Email is an extremely popular means of global communication. However, it is not without problems.
The problems of email communication become important when notices are being served under construction contracts.
Solicitors and adjudicators regularly encounter the problem of whether a contract notice has or has not been properly served by email.
There seem to be at least three prevalent problems: -
Delivery failure
All email users are familiar with the message recording that an email has not been delivered. The warning may appear promptly or may be delayed. Exceptionally, there is no message recording a delivery failure but the intended recipient denies ever receiving the email. This can be so significant that both parties are obliged to instruct an IT expert. This is not just a problem under construction contracts. In one party wall case where a vital notice sent between two surveyors was not received, the IT expert for the sender investigated and swore that the email had been sent. The IT expert for the intended recipient investigated and swore that the email had not been received. The evidence being inconclusive, the parties had to reach a compromise.
Routeing
In one major case an email had been received days late. The matter was investigated and the conclusion was that the email had been “routed via Oslo”. Since the matter was exclusively dealt with in England, this made little sense. One might come to the conclusion, with some confidence, that the error was the fault of the sender but where the parties have agreed to email each other and the sender has no reason to be aware of the potential for a routeing digression, this need not necessarily be so.
Filtering emails
In one case involving the service of payment notices, a payment notice was sent to three individuals at a contractor. None of the three individuals received the email on their screens and none of them knew it had been sent until more than a week later. The recipient contractor consulted his external IT provider who confirmed that the email had, in all three cases been received but due to a filter had not arrived at the screen of any of the three individuals intended to receive it. It is easy to say that the email was sent and received and that the fault lies with the filtering system of the recipient company. However, if the parties have agreed to send notices to one another by email, they may be deemed to know the risk of this kind of filtration. It is not entirely clear where that risk should lie.

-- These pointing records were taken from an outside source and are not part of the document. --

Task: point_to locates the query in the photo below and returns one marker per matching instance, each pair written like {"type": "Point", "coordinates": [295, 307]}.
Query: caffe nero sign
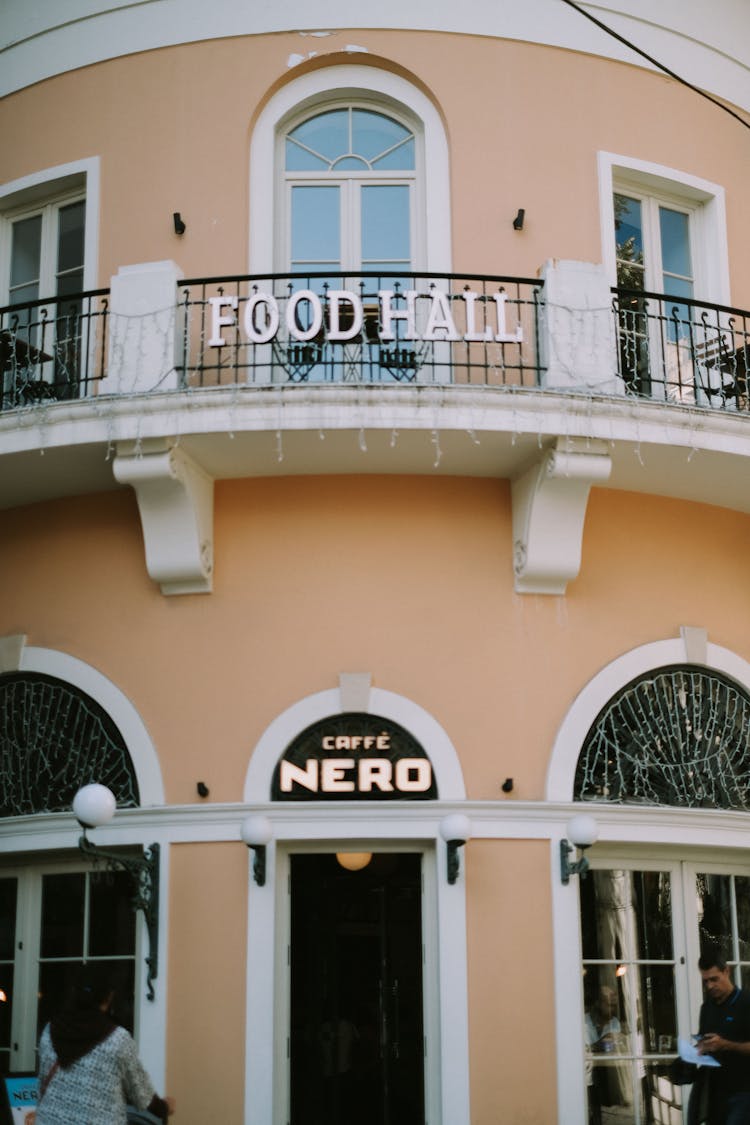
{"type": "Point", "coordinates": [354, 757]}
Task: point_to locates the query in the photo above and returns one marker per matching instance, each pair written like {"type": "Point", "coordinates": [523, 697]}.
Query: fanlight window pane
{"type": "Point", "coordinates": [326, 135]}
{"type": "Point", "coordinates": [386, 226]}
{"type": "Point", "coordinates": [676, 736]}
{"type": "Point", "coordinates": [350, 140]}
{"type": "Point", "coordinates": [373, 136]}
{"type": "Point", "coordinates": [675, 243]}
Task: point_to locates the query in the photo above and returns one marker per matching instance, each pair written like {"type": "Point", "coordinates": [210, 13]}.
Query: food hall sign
{"type": "Point", "coordinates": [353, 756]}
{"type": "Point", "coordinates": [342, 313]}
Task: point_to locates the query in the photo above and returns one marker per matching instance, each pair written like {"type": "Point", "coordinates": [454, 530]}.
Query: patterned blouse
{"type": "Point", "coordinates": [96, 1088]}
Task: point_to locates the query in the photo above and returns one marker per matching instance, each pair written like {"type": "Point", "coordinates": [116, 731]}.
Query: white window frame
{"type": "Point", "coordinates": [350, 182]}
{"type": "Point", "coordinates": [52, 188]}
{"type": "Point", "coordinates": [703, 200]}
{"type": "Point", "coordinates": [27, 960]}
{"type": "Point", "coordinates": [623, 830]}
{"type": "Point", "coordinates": [315, 91]}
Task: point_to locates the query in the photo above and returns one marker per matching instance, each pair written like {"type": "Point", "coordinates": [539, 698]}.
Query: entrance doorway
{"type": "Point", "coordinates": [357, 1029]}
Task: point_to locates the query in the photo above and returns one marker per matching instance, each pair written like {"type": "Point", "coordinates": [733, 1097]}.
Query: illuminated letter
{"type": "Point", "coordinates": [308, 776]}
{"type": "Point", "coordinates": [376, 772]}
{"type": "Point", "coordinates": [218, 321]}
{"type": "Point", "coordinates": [333, 775]}
{"type": "Point", "coordinates": [295, 329]}
{"type": "Point", "coordinates": [440, 318]}
{"type": "Point", "coordinates": [503, 335]}
{"type": "Point", "coordinates": [255, 334]}
{"type": "Point", "coordinates": [335, 332]}
{"type": "Point", "coordinates": [417, 784]}
{"type": "Point", "coordinates": [471, 333]}
{"type": "Point", "coordinates": [388, 314]}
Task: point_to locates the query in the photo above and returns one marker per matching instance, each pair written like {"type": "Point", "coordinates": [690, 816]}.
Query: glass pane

Notices under the Housing Grants, Construction and Regeneration Act 1996 (“the Construction Act”)
Under the Construction Act 1996 as amended by the LDEDC Act 2009, service of notices is dealt with in Section 115.
Section 115(1) says that the parties are free to agree on the manner of service of any notice to be served in pursuance of the construction contract.
It is only if or to the extent that there is no such agreement that Section 115(3) provides that notice may be served by any effective means.
Section 115(4) goes on to say that if a notice is addressed, pre-paid and delivered by post to certain prescribed addresses, it shall be treated as effectively served.
If the parties are free to agree on the manner of service and they agree upon email service, to what extent do they agree upon the risks associated with email service? Is service by email deemed to be effective service where it is the agreed method of service? Or is it deemed to be effective unless it can be shown that the service in fact failed? Should the burden always fall on the intended recipient to show that service failed?
For the purposes of the Construction Act if there is no agreed method of service, notice can be served by any “effective means”. Is the term “means” meant generically to refer to a means such as recorded or hand delivery? Or does “effective means” refer literally to effective service in each case?
It is only in the case of pre-paid postal delivery that the Construction Act treats or deems delivery to a prescribed address as effective service and even then it is clear that the documents must be addressed to that address, sent by pre-paid post “and delivered by post” to that address. So service is only effective on delivery to the particular address.
There is no corresponding provision in the Act that says that if an email is addressed and delivered to a certain address it is effectively served. So perhaps it is capable of argument that although an email was dispatched to an email address and actually received by a company, it was not effectively served on the intended recipient, perhaps due to overly keen filtering.
Cash flow
Given the strict requirements for payment and pay less notices to be promptly served under the Construction Act, the ability to claim money quickly through adjudication if notices are not properly served and the refusal of the Courts to allow Adjudicator’s Decisions ordering interim payments due to lack of the proper notice to be defeated by merit-based adjudications over interim valuations, it is of crucial importance to know whether emails have been validly served. As Lord Denning famously said “cash flow is the lifeblood of the construction industry”. The issue of whether an email has been correctly served or not can be a matter of life and death for construction companies.